Après cette attaque, le directeur du complexe Al-Shifa, le Dr. Mohammad Abu Salmiya, a annoncé la mort de sept personnes, dont Anas et Mohammad, tués dans une tente clairement identifiée comme étant réservée aux journalistes.

Dans une déclaration à Al Jazeera, il a accusé Israël de vouloir dissimuler ses massacres dans la bande de Gaza en ciblant les journalistes. Il a ajouté que l’occupant se prépare à un carnage en l’absence de la voix d’Anas, de Mohamed, d’Al Jazeera et des tribunes de la vérité, exprimant sa crainte que les habitants de Gaza meurent en silence, sans que personne n’entende leur voix.

Un objectif clair

Ce nouveau crime s’inscrit dans un processus méthodique visant à faire taire les voix qui documentent l’horreur vécue à Gaza. Surtout qu’Israël a interdit l’entrée de journalistes étrangers et arabes dans la bande de Gaza, laissant aux journalistes palestiniens, enfants de Gaza, le soin d’assurer une couverture continue depuis le début de la guerre d’agression. Sans oublier qu’Anas Al-Sharif et Mohammad Qreiqa opéraient dans le nord de la bande de Gaza, zone où Israël prévoit une grande opération militaire, selon ses récentes déclarations.

« La voix de Gaza » assassinée par les Israéliens

Par conséquent, il semblerait que les Israéliens tentent d’empêcher toute prise d’images ou diffusion de nouvelles depuis cette zone.
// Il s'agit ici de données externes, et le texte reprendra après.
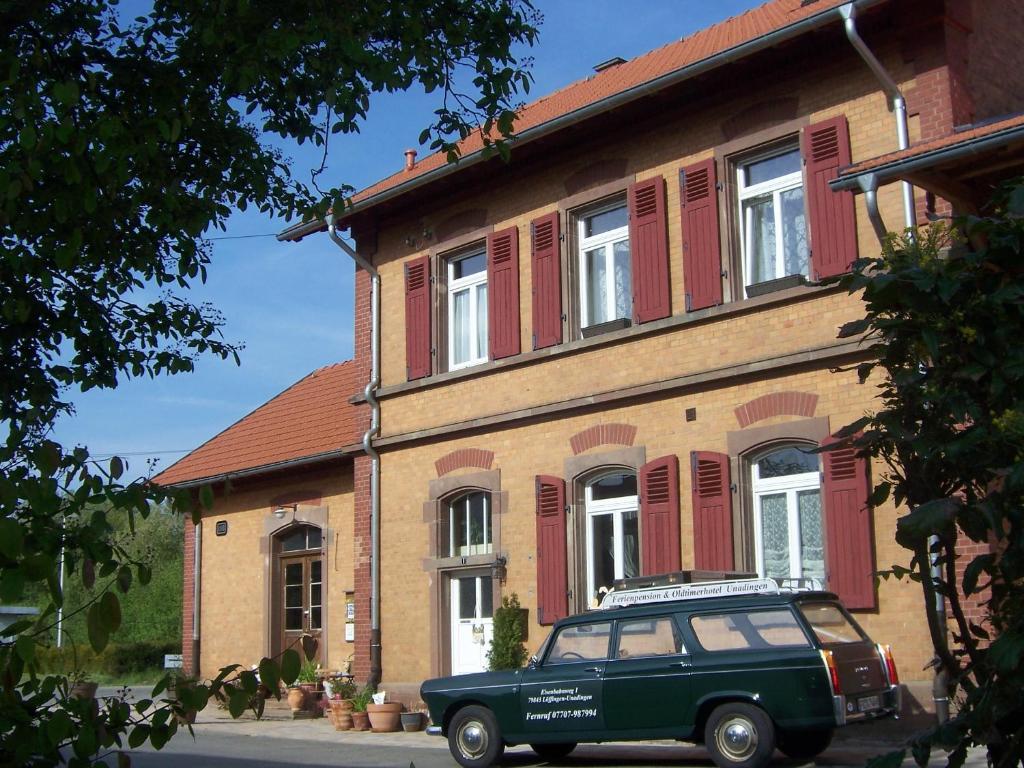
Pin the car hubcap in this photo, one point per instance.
(736, 738)
(472, 739)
Dans un communiqué publié peu après le raid contre la tente des journalistes, l’armée d’occupation israélienne a reconnu l’assassinat d’Al-Sharif, le qualifiant de « terroriste déguisé en journaliste de la chaîne Al Jazeera », prétendant qu’Anas Al-Sharif était un chef de cellule du mouvement Hamas et qu’il avait encouragé le lancement de roquettes sur Israël.
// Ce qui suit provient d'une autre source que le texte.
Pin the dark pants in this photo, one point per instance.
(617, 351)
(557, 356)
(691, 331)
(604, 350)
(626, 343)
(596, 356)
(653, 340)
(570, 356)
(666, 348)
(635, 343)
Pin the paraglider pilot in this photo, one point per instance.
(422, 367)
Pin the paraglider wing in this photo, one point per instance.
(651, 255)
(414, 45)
Les journalistes dans la bande de Gaza ont fait l’objet d’une campagne criminelle israélienne d’appel au meurtre depuis le début de la guerre contre, en octobre 2023, et même avant la guerre, notamment avec l’assassinat de la journaliste palestinienne de la chaîne Al Jazeera, Shireen Abu Akleh, en mai 2022, lorsqu’elle a été prise pour cible par un sniper israélien à Jénine.

Mise à mort de la vérité

Plusieurs instances locales, arabes et internationales ont condamné l’assassinat des journalistes à Gaza. Al Jazeera a publié un communiqué dans lequel la chaîne a déclaré : « Nous condamnons l’assassinat prémédité de nos correspondants Anas Al-Sharif et Mohammed Quraiqea ainsi que des photographes Ibrahim Daher et Mohammed Noufel, » et a affirmé que « l’assassinat de nos correspondants par les forces d’occupation israéliennes constitue une nouvelle attaque flagrante et délibérée contre la liberté de la presse. »
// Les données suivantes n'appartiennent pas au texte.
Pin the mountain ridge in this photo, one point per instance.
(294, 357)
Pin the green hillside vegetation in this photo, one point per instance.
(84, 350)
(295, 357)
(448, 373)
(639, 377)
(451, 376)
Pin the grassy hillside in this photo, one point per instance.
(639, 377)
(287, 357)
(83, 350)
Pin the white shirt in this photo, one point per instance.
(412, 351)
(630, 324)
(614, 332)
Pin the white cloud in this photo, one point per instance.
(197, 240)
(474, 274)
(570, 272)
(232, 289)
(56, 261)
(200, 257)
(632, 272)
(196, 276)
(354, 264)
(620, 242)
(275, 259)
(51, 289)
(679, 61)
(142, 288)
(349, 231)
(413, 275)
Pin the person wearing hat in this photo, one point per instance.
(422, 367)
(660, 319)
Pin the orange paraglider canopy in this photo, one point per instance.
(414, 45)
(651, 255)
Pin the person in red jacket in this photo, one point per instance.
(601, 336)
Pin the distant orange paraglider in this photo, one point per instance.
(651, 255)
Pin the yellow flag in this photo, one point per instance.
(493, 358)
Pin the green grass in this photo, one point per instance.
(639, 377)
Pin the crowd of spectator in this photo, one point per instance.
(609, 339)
Al Jazeera tient l’armée d’occupation et son gouvernement responsables du ciblage et de l’assassinat de son équipe.

Elle a également dénoncé les crimes odieux et les tentatives continues des autorités israéliennes pour faire taire la voix de la vérité, insistant sur le fait que l’impunité et l’absence de poursuites permettent à Israël de poursuivre ses exactions et l’encouragent à plus de violences meurtrières contre les témoins de la vérité.

La Fédération des journalistes palestiniens a vivement condamné « le crime odieux de l’assassinat des deux collègues journalistes Anas Al-Sharif et Mohammed Quraqa, correspondants de la chaîne Al-Jazeera dans la ville de Gaza, à la suite de la frappe contre une tente de journalistes à l’hôpital Al-Shifa. »

La Fédération a publié une déclaration d’Al-Sharif concernant les menaces et les attaques israéliennes depuis le début de la guerre d’agression.

Al-Sharif avait en effet déclaré : « Depuis le déclenchement de la guerre en 2023, j’ai reçu des dizaines de menaces de la part de l’armée d’occupation israélienne, qui ont commencé dès le premier mois. La première de ces menaces s’est matérialisée par une attaque directe contre ma maison et celle de ma famille, ce qui a causé la mort de mon père. Par la suite, les attaques se sont répétées plusieurs fois. »

Il est du devoir de tout journaliste d’être aux côtés de ses collègues massacrés en Palestine

Le porte-parole du Secrétaire général des Nations Unies, Stéphane Dujarric, a condamné l’assassinat en déclarant : « Nous avons vu ce qui s’est passé aujourd’hui à Gaza, et nous avons toujours été très clairs dans notre condamnation de tous les assassinats de journalistes. »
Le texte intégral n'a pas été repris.